Transcription d’une lettre du War Office provenant de l’officier de Looz à propos des mouvements du régiment Lossberg, 1783 (MG13 WO28, vol. 8, p. 224, microfilm C-10861)
Bien que les mercenaires allemands et les loyalistes se battent vaillamment, la balance du pouvoir penche finalement en faveur des patriotes américains. Après la guerre, les mercenaires allemands se voient offrir le choix de retourner chez eux en Allemagne ou de s’établir au Canada. Plusieurs soldats décident de rester au Canada; ils s’établissent dans le Bas et le Haut-Canada et en Nouvelle-Écosse; ils apprennent le français ou l’anglais, épousent des jeunes filles de la région et s’intègrent à leur société d’accueil.
Mais pourquoi tant de familles canadiennes ont-elles oublié leurs ancêtres allemands?
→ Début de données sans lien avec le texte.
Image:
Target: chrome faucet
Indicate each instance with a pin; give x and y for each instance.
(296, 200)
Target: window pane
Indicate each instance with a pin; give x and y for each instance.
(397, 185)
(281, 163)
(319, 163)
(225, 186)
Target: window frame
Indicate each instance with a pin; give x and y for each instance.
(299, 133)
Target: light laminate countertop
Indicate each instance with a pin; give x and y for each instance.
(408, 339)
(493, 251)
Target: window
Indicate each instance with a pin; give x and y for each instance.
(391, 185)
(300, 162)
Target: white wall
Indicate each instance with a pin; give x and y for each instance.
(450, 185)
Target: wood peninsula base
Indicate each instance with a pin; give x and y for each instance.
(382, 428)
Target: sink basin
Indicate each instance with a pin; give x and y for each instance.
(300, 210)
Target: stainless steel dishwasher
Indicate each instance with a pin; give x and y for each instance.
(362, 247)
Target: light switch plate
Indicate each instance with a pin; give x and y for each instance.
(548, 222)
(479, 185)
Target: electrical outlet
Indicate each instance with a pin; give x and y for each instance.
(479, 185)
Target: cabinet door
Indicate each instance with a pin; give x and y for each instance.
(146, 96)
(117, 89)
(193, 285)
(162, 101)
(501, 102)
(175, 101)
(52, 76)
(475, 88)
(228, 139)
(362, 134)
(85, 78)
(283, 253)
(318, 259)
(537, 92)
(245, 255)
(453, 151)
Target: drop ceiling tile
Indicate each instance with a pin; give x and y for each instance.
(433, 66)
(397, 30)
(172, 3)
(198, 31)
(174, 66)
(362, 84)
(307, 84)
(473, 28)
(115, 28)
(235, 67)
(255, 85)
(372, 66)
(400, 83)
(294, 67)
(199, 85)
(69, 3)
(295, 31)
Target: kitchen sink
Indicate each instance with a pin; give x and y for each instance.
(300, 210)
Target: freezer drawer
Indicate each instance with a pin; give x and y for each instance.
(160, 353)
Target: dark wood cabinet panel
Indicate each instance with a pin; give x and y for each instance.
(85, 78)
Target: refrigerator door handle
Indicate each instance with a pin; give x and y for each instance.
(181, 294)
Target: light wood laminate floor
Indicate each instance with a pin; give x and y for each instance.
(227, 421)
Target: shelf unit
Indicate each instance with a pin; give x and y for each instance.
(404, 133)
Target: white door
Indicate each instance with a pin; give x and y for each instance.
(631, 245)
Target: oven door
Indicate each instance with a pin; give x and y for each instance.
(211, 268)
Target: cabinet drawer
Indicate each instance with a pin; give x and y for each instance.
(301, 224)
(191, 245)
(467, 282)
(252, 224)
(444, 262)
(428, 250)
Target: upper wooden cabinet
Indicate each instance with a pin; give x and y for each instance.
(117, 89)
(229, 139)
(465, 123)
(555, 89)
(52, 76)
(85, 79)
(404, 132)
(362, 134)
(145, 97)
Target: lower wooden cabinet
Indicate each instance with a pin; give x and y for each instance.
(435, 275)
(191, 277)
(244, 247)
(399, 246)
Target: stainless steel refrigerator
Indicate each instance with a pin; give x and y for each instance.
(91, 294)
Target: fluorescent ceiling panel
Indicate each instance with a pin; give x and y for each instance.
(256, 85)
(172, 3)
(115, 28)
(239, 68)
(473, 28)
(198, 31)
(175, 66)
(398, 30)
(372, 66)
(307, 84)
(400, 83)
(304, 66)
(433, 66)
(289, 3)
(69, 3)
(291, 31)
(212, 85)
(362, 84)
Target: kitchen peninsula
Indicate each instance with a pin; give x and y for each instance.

N’est-il pas facile d’identifier un nom allemand dans un arbre généalogique? Pas nécessairement, car au 18e et au 19e siècle, le nom d’une personne pouvait changer plusieurs fois au cours de sa vie. Les noms, en particulier lorsqu’ils étaient dans une langue étrangère, étaient écrits au son et, par conséquent, pouvaient varier énormément. Dans le cas des mercenaires, c’était les prêtres français ou anglais dans les paroisses locales, qui enregistraient les noms lors des mariages, des naissances et des décès. Lorsqu’ils entendaient un nom allemand, il leur arrivait de le franciser ou de l’angliciser selon ce qu’ils avaient compris. Ainsi, Heinrich Kristof Sieckmann, un mercenaire allemand né à Vlotho en Allemagne, qui servait dans le régiment Hesse-Kassel, est devenu Henry Christopher Sigman et André Christophe Sicman. Quelques générations plus tard, d’autres variations orthographiques sont apparues, telles que Ciegman, Sicman, Sickman, Sigman, Sickamen, Silchman et même Tieckman. Avec cette nouvelle orthographe, Heinrich Sieckmann, maintenant Henry Sigman, pouvait facilement être confondu sur papier avec un immigrant britannique.
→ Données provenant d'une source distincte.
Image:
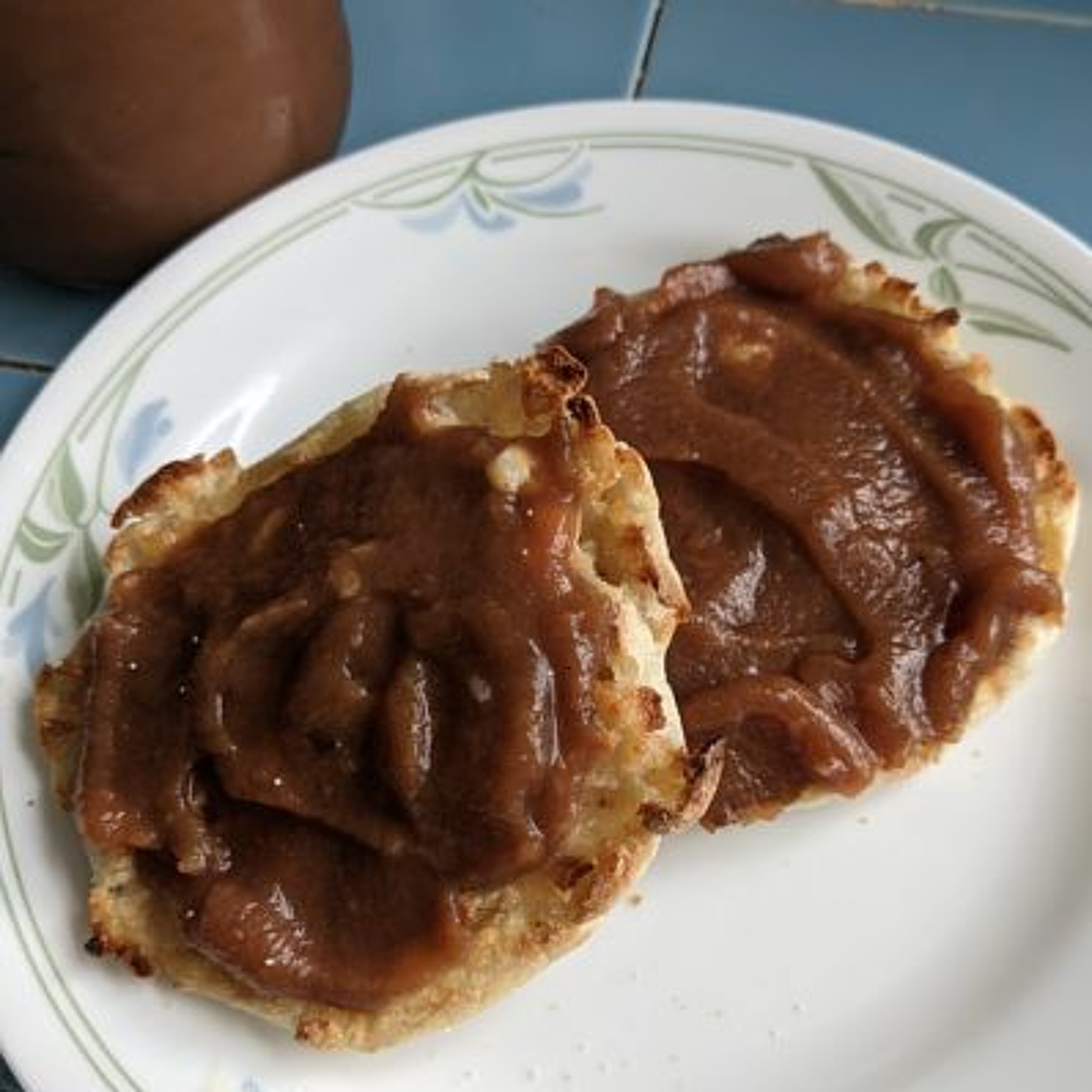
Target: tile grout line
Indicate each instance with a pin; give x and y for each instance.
(645, 52)
(25, 366)
(1056, 19)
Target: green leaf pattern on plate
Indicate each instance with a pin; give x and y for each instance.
(962, 259)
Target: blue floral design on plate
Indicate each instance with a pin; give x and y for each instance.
(493, 189)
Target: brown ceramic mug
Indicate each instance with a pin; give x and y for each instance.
(128, 125)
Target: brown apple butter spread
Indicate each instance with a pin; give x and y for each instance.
(853, 522)
(366, 689)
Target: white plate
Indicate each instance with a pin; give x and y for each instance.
(935, 935)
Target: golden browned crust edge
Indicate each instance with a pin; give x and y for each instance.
(519, 929)
(1056, 496)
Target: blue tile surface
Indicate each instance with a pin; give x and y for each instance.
(1010, 102)
(1062, 11)
(18, 389)
(424, 62)
(41, 323)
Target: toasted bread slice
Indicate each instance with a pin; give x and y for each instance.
(1055, 495)
(640, 787)
(698, 373)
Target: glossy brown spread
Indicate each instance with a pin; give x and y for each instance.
(366, 691)
(853, 522)
(128, 125)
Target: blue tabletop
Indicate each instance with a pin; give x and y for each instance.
(1000, 88)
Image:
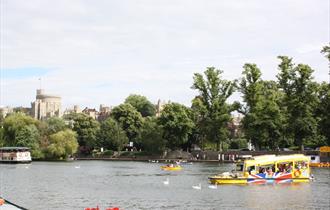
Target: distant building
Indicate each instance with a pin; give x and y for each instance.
(76, 109)
(159, 107)
(104, 112)
(46, 106)
(4, 111)
(91, 112)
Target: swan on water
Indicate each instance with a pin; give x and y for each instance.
(166, 182)
(213, 186)
(197, 187)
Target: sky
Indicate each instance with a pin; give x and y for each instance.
(99, 52)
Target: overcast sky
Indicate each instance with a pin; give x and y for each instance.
(93, 52)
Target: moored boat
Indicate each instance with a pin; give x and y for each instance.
(267, 169)
(171, 167)
(15, 155)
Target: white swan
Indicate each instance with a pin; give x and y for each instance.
(197, 187)
(213, 186)
(166, 182)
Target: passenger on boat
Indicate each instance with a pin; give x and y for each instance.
(269, 171)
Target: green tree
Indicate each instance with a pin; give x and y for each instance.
(141, 104)
(300, 100)
(214, 112)
(263, 119)
(55, 124)
(86, 128)
(176, 124)
(29, 136)
(129, 119)
(111, 135)
(13, 124)
(151, 136)
(62, 145)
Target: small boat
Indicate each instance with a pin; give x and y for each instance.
(171, 167)
(15, 155)
(267, 169)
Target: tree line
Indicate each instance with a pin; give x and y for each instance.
(291, 111)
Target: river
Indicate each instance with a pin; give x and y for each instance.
(139, 185)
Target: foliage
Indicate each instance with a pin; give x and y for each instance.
(151, 137)
(176, 123)
(263, 119)
(240, 143)
(129, 119)
(13, 124)
(142, 105)
(300, 100)
(323, 113)
(62, 145)
(213, 111)
(111, 135)
(86, 128)
(55, 124)
(29, 136)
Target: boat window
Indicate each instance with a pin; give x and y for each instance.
(285, 167)
(239, 167)
(251, 169)
(301, 165)
(267, 169)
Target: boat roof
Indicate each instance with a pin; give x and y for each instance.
(264, 159)
(14, 148)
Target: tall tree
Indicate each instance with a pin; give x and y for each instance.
(86, 128)
(141, 104)
(129, 119)
(211, 101)
(62, 144)
(151, 136)
(13, 124)
(111, 135)
(300, 99)
(55, 124)
(263, 119)
(176, 124)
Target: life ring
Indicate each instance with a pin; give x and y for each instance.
(297, 173)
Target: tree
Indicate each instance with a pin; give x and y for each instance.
(111, 135)
(13, 124)
(55, 124)
(29, 136)
(62, 145)
(263, 119)
(300, 100)
(129, 119)
(176, 124)
(86, 128)
(142, 105)
(151, 136)
(214, 112)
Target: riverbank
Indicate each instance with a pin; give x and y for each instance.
(198, 156)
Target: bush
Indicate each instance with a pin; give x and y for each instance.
(108, 153)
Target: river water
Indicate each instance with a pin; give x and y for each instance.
(139, 185)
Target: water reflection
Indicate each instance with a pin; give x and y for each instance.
(137, 185)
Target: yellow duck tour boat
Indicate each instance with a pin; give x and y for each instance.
(171, 167)
(267, 169)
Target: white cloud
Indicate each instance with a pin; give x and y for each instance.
(101, 51)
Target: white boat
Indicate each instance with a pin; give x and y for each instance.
(15, 155)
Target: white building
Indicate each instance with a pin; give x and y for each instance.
(46, 106)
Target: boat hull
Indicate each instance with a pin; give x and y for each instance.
(165, 168)
(15, 162)
(277, 178)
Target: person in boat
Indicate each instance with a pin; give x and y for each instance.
(269, 172)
War Office 28 : liste nominative du 1er bataillon Hesse-Hanau, janvier 1783 (MG13 WO28, vol. 8, p. 205, microfilm C-10861)
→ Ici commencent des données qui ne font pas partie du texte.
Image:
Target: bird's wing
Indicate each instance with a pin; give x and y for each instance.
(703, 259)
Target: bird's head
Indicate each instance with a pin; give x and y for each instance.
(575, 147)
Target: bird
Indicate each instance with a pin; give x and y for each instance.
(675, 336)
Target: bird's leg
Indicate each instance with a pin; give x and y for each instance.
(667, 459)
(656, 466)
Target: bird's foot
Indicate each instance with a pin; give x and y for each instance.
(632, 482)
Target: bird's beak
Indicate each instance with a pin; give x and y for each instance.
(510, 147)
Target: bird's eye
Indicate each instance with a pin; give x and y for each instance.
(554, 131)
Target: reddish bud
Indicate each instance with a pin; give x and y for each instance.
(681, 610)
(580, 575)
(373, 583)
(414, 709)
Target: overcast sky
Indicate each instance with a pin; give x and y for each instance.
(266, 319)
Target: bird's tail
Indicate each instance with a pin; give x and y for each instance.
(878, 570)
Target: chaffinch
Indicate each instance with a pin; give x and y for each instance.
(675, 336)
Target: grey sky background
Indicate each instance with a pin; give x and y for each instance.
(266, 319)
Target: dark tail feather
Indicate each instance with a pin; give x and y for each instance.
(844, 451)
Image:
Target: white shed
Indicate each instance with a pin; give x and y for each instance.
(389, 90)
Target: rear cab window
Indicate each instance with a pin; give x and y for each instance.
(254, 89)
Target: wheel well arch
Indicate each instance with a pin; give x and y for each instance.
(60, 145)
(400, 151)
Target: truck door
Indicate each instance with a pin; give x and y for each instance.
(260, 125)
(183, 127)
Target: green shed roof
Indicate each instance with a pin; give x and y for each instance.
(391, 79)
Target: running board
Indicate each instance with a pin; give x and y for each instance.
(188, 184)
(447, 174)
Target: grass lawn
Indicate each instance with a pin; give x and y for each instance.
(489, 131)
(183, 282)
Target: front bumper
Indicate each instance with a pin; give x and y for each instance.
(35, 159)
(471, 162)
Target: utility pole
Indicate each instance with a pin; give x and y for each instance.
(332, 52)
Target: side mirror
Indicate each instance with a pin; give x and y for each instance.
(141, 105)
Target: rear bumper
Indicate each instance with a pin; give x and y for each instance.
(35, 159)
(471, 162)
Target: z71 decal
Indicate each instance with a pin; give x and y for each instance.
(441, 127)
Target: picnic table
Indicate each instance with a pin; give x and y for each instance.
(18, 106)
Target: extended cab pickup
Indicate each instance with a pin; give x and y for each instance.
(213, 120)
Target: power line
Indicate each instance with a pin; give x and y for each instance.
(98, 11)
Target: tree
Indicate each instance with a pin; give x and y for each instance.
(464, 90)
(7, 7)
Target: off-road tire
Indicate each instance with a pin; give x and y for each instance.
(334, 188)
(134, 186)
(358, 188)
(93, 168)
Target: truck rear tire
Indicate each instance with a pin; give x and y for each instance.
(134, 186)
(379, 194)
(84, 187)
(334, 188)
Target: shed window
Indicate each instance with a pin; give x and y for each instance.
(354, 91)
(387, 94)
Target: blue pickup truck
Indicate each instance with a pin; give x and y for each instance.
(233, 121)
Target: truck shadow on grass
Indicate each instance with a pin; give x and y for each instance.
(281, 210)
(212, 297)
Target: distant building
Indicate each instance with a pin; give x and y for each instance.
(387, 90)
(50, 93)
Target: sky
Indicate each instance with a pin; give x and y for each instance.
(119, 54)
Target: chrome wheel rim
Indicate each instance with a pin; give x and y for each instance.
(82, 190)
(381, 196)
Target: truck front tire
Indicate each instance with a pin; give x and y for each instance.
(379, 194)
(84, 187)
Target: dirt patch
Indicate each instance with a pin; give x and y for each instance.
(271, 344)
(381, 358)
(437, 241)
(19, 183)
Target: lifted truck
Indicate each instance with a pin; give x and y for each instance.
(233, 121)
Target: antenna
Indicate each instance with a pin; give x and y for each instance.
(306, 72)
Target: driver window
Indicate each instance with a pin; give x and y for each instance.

Alors si votre nom est Henry ou André (Heinrich), Sigman (Sieckmann) ou Schneider, ou si vous êtes simplement curieux d’en apprendre davantage sur les soldats allemands qui sont apparus tout à coup dans la série Turn diffusée sur Netflix, venez à Bibliothèque et Archives Canada. Nos collections comprennent une quantité surprenante de documents d’archives relatifs aux mercenaires allemands ayant combattu durant la révolution américaine. Nous avons des listes nominatives de plusieurs régiments dans les groupes de manuscrits MG11 et MG13, des lettres écrites par des officiers allemands dans les papiers Haldimand (MG21), ainsi que des ordres, de la correspondance et des journaux dans le MG23. Plusieurs rouleaux de microfilms contenant ces documents ont été numérisés et peuvent être consultés librement sur le site Héritage. Nous possédons également des sources publiées sur nos ancêtres allemands accompagnées d’analyses historiques, de listes de soldats et de courtes biographies; la plupart sont dans notre section Généalogie. Pour en savoir plus sur nos fonds documentaires relatifs aux mercenaires allemands, veuillez consulter le site Immigration : Allemand.
Anik Laflèche est assistante étudiante de projet dans la division des services aux publiques.